MILWAUKEE (WITI) -- The cap is lifted -- and now an unlimited number of drivers can apply to drive a taxi in the City of Milwaukee. The push to drop the cap started in 2013 when the city faced a lawsuit which called the cap unconstitutional. Then, after months of debate, the city did away with the cap.
More than 30 men and women lined up at City Hall to apply for a taxi cab permit on Tuesday morning, September 2nd. Jacqueline Jefferson was one of them.
"Today, I'm trying to put myself back to work and hopefully help some others maybe in need of service," said Jefferson.
Jefferson drove cabs back in the 1980s -- and decided now to start back up.
"I feel very elated that they finally went through with it. I've been attending all the meetings here at City Hall," said Jefferson.

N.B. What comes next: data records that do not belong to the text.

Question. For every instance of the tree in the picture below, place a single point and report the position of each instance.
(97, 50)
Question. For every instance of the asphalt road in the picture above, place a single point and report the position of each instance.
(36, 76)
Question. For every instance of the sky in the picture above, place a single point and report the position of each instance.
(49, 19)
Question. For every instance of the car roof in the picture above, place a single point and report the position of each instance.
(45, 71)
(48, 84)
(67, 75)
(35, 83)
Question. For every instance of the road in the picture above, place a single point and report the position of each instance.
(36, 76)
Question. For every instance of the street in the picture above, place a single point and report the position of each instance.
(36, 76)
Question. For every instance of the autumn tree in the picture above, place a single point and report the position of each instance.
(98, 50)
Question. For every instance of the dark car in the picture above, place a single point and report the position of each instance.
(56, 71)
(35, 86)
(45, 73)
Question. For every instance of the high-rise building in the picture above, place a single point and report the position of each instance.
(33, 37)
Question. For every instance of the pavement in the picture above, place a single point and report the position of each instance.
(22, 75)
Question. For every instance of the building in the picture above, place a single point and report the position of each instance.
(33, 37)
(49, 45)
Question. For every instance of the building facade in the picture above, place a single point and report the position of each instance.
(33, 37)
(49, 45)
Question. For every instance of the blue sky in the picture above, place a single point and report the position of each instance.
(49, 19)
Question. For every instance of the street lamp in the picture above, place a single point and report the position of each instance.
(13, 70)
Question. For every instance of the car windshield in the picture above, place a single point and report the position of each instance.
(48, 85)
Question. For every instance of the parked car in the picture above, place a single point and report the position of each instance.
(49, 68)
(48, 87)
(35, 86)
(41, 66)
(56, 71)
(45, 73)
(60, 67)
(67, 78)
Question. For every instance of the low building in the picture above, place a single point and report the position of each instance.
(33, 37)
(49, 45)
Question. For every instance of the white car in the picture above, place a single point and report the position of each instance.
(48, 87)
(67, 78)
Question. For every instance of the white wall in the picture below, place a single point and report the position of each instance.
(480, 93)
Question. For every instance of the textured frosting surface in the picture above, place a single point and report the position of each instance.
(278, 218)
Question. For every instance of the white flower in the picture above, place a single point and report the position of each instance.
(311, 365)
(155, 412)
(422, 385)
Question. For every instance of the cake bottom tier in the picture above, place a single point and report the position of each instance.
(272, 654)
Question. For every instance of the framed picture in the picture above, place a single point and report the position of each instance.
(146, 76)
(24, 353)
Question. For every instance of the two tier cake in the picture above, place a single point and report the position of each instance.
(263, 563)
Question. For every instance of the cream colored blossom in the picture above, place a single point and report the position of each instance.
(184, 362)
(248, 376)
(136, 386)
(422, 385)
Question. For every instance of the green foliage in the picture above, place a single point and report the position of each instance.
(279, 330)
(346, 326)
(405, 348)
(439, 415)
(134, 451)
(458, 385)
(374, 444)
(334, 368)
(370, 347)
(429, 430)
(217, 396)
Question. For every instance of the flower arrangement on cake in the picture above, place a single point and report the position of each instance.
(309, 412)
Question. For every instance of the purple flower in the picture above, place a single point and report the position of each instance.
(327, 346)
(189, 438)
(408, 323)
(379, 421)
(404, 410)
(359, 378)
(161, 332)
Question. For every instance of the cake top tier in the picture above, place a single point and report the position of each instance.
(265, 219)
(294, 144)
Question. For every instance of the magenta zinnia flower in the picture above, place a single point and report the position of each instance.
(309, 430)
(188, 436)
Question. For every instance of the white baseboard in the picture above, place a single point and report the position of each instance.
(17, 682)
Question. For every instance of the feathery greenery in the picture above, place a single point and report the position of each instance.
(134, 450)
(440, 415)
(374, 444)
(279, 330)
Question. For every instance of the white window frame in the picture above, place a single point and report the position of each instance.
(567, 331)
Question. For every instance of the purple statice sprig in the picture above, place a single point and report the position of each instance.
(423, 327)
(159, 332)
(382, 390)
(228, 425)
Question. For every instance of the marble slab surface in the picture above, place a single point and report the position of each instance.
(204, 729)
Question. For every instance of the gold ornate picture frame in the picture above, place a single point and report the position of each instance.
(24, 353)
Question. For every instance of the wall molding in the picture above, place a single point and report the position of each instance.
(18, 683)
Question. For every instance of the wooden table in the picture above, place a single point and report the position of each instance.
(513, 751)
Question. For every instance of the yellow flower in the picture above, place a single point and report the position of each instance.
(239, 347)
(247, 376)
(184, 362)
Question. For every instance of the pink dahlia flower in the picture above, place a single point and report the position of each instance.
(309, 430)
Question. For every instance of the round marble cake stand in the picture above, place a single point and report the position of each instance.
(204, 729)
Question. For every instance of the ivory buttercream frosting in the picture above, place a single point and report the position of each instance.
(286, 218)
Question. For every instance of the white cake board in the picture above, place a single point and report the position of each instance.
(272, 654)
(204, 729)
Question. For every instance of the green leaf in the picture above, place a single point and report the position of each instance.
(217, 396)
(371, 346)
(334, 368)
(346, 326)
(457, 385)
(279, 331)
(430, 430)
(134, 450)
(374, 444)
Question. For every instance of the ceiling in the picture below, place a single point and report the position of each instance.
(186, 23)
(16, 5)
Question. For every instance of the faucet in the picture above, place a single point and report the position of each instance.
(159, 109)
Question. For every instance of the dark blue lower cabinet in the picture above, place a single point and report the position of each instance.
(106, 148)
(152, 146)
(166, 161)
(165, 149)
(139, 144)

It's potentially the end of a back-and-forth debate of how the city should regulate the cab industry. Lifting the cap also allows ride-share companies like Uber and Lyft to operate legally in Milwaukee.
Jillian Imilkowski is a Lyft driver and must now pay the same $284 permit fee.
"I'm really impressed with Milwaukee. No lie. I think it's a really progressive decision that they made and really excited for this new technology," said Imilkowski.
There has been some push back from ride-share outfits -- debating their drivers were mostly part-time and shouldn't be regulated the same way. However, Imilkowski says she'll be a full-time Lyft driver.
"I'm so confident in the platform. I've had over 500 Lyfts now and I haven't had any negative experiences," said Imilkowski.
Lifting the cap also meant drivers can now go into business for themselves. It's applauded by drivers, but at the same time leaves some wondering -- are there enough customers to support all the new licenses?
On Wednesday, September 3rd, a federal court judge will hear testimony on how lifting the cap is unfair to the owners of cab companies. The cab companies are arguing that allowing individuals to go into business for themselves will drive out the cab companies.
A lawsuit was filed on August 25th on behalf of taxi cab companies -- calling for a judge to issue a preliminary injunction against the ordinance that lifts the cap.
The Institute for Justice, on behalf of two Milwaukee cab drivers, is moving to intervene in the lawsuit -- saying they will file a motion to have the case dismissed -- upholding the new law that lifts the cap.